Não queríamos uma cultura dominada por uma única narração legitimada, seja na sua versão comunista, ou nacionalista. Na Polônia, abundam motivos ligados a outras culturas, religiões ou raças. A temática judaica é rica e interessante e, para muitos de nós, era algo exótico e desconhecido, como uma tabula rasa.
Você se lembra do seu primeiro contato com a polonidade judaica - ou judaidade polônica?
Acho que foi nos anos 1980, quando vi na "National Geographic" uma reportagem de Tomasz Tomaszewski sobre a minoria judaica na Polônia vivendo na pobreza durante o final da época comunista. Foi então que comecei a perceber que antigamente havia aqui uma riqueza muito maior. Claramente eu havia lido anteriormente a literatura histórica e a literatura de ficção romântica, onde a presença judaica é bastante marcante.
Por volta do ano 2002, antes mesmo do concurso para o projeto do Museu da História dos Judeus Poloneses nos demos conta de que, junto com o desaparecimento quase total dos judeus, a Polônia tinha sofrido uma grande perda cultural.
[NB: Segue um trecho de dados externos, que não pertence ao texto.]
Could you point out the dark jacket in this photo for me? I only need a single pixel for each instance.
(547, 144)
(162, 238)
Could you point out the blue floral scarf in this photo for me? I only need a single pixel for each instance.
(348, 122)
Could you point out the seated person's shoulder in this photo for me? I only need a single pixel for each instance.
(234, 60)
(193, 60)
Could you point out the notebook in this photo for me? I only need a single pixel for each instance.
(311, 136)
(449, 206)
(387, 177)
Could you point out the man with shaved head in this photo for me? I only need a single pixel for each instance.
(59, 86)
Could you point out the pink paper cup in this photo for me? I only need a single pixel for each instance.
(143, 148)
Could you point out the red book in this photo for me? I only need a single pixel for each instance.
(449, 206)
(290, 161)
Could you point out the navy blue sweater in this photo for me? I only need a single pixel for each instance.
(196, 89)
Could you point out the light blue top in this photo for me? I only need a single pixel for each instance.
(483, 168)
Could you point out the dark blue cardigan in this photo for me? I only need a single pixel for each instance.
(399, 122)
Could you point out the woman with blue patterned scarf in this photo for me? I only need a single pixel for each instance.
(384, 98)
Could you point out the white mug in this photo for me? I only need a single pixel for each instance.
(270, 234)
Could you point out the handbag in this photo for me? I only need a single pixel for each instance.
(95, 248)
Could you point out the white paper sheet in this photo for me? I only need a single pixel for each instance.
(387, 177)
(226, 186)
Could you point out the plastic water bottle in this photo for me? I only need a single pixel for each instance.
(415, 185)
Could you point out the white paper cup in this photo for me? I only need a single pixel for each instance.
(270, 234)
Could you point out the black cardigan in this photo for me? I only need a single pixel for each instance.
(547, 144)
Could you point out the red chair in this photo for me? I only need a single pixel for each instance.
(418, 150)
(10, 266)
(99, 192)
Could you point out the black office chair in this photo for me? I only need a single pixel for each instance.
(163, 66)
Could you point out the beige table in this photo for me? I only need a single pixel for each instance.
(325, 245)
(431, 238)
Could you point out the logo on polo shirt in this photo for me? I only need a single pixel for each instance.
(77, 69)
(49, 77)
Sua proposta não foi escolhida no concurso para o projeto do museu mas, por sua vez, vocês venceram o concurso para o pavilhão temporário, que anunciava a construção do museu. Na Praça Bohaterów Getta (Heróis do Gueto) vocês colocaram uma tenda azul que servia como um ponto de informação, espaço expositivo e lugar de encontros. Vocês chamaram este local de Ohel.
O nome vem da palavra hebraica que significa "tenda". É uma unidade de marcação do espaço, tanto em categorias geográficas e práticas, como simbólicas. Lugares dotados de um significado especial exigem uma forma bem simples de cobertura – inicialmente, ela é construída com apenas quatro paus e um pano e, mais tarde, começa a se ampliar, transformando-se, enfim, em uma casa.
Além da vontade de não esquecer, quais foram os seus propósitos?
O que importava para mim e para Centrala era buscar elementos do passado e atribuir-lhes algum sentido. Este tipo de arqueologia contextual servia como base para uma conversa sobre o futuro.
Naquele momento você estava elaborando os projetos para a Temporada Polonesa em Israel.
Aquela temporada cultural foi uma das ideias mais afortunadas de Lech Kaczyński. Fui coautor dos quadrinhos polono-israelenses publicados no livro "Kompot" ("Compota") e da instalação "Pchechong", sobre o inverno mais rigoroso do centenário, criada junto com o grupo Eifo Dana.
A maior parte do que você faz, além da arquitetura, procura melhorar a realidade, porém, é bem efêmero. O projeto realizado em Israel é uma exceção, pois ele funciona até hoje.
Salvo as duas instalações na Palestina, a instalação Auréola em Wrocław e a Casa de Keret, o Tamaguchi Park é provavelmente o meu projeto artístico com a "vida" mais longa de todos. Ele foi criado como efeito de uma cooperação duradoura com Ofer Bilik de Eifo Dana e com a cidade Bat Yam. Em 2010, devido ao déficit de água, foi proibido regar jardins e pomares privados, por isso, nós propusemos o uso da água marinha dessalgada.
Tratava-se também de não agravar o conflito com os palestinos, o que ocorria frequentemente quando era preciso bombear a água drenada dos morros de Jerusalém Oriental e da Palestina. Basta dessalgar a água marinha e para isso é preciso energia, por exemplo, a energia social. É preciso estabelecer uma conexão entre soluções técnicas simples e a motivação para atuar.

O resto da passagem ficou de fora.